A business plan should outline each detail of your fitness studio including who will run it, how much you’ll charge, and what you expect to earn. Putting time into creating a thorough business plan is important. Work with your team to ensure your plan is accurate and represents your business well.

#2: Who will you need to pay taxes to?

Your local jurisdiction and state have specific taxation requirements. Youmay have to pay taxes on sales, but also costs associated with payroll. Ensure your accountant not only talks to you about who you need to pay, but payment deadlines as well.

#3: What is a projected cash flow for the fitness studio?

How much cash does your company need to keep on hand? The key here is to be able to anticipate how much it will cost you to operate your fitness studio. Many companies should not expect to have positive cash flow for at least a year, often longer. Your professionals can help you decide what your cash flow projections are.

#4: How much of an investment do you need to put into your fitness studio right now?

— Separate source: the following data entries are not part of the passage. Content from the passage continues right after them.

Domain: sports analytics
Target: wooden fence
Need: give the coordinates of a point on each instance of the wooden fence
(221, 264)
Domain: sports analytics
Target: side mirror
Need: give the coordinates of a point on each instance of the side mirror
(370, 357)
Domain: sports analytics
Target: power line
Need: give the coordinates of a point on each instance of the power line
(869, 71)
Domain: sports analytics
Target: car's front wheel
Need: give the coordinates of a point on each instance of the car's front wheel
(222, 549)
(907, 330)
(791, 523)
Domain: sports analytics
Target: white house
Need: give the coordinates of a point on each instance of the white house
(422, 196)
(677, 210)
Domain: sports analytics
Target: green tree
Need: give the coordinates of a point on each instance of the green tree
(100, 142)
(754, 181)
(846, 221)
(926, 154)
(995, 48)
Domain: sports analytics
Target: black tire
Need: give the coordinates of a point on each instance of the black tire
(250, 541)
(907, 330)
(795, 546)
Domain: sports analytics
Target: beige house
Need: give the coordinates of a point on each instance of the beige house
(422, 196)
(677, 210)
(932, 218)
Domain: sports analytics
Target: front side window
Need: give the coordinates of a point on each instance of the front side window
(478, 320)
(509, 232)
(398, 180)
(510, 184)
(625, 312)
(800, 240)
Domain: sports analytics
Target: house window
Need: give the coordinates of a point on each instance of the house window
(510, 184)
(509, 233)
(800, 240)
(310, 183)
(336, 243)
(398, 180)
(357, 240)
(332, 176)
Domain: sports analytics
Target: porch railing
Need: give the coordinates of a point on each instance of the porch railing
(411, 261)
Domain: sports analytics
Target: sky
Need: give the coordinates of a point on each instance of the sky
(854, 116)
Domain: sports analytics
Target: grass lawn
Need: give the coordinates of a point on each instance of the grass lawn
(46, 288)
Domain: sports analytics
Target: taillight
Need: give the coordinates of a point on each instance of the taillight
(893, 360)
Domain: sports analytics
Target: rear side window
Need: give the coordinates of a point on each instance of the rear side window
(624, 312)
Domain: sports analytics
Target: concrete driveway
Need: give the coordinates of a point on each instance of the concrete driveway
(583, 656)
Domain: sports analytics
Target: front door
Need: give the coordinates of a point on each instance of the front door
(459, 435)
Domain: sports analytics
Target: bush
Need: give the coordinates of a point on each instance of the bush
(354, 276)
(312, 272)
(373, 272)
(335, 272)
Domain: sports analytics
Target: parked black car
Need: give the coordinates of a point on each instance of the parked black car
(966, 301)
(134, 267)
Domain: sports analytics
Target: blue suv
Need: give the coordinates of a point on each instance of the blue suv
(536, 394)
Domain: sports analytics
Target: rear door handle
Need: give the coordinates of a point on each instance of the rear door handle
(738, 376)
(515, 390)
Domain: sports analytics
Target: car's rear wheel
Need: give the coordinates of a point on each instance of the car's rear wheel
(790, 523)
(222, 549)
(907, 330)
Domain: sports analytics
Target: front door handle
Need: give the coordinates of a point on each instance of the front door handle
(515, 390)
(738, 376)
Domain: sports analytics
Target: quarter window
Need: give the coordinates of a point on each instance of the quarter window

Your financial team can help you project the cost of setting up your new studio. This will include costs related to establishing the physical business and paying for equipment. Your initial investment generally will be the highest amount put into the company by the founder.

#5: What is your break-even analysis?

This may be an important question to ask early on. How much do you need to make to break even? You’ll want to talk to your financial team about the timeline for this and what can be done to help ensure you break even as soon as possible.

#6: What liability insurance do you need?

While most tax professionals don’t offer recommendations here, having adequate policies to cover potential loss is important. Work with your team to ensure you have comprehensive protection to minimize risks against your company’s financial health.

#7: What will interest cost you?

Interest on loans is not something to overlook. You’ll want to ensure you have an accurate representation of how much you are paying in interest so you can make adjustments to pay off any borrowed debt sooner, make better decisions about borrowing, or factor in the cost.

#8: How will you manage payroll?

This is a very big component of starting up since it can be troublesome for most startups to actually know how to pay employees and meet all federal and state requirements. Working with a payroll provider is often the easiest option (and most financially secure since paying an employee to do this work tends to be more expensive).

#9: How can you reduce your taxes?

Tax professionals will work with you to determine if there are any routes to reducing taxation on your business including local incentives that may be available. You’ll also want to talk about projects taxes, investments that could reduce taxes, and having all possible deductions in place.

#10: What’s the right profit margin/industry benchmarks?

Working with a financial team often comes down to this question. How much should you charge to make the best profit possible while still ensuring your company can grow? It’s not a simple question, but having the right team by your side ensures it will be clarified as much as possible.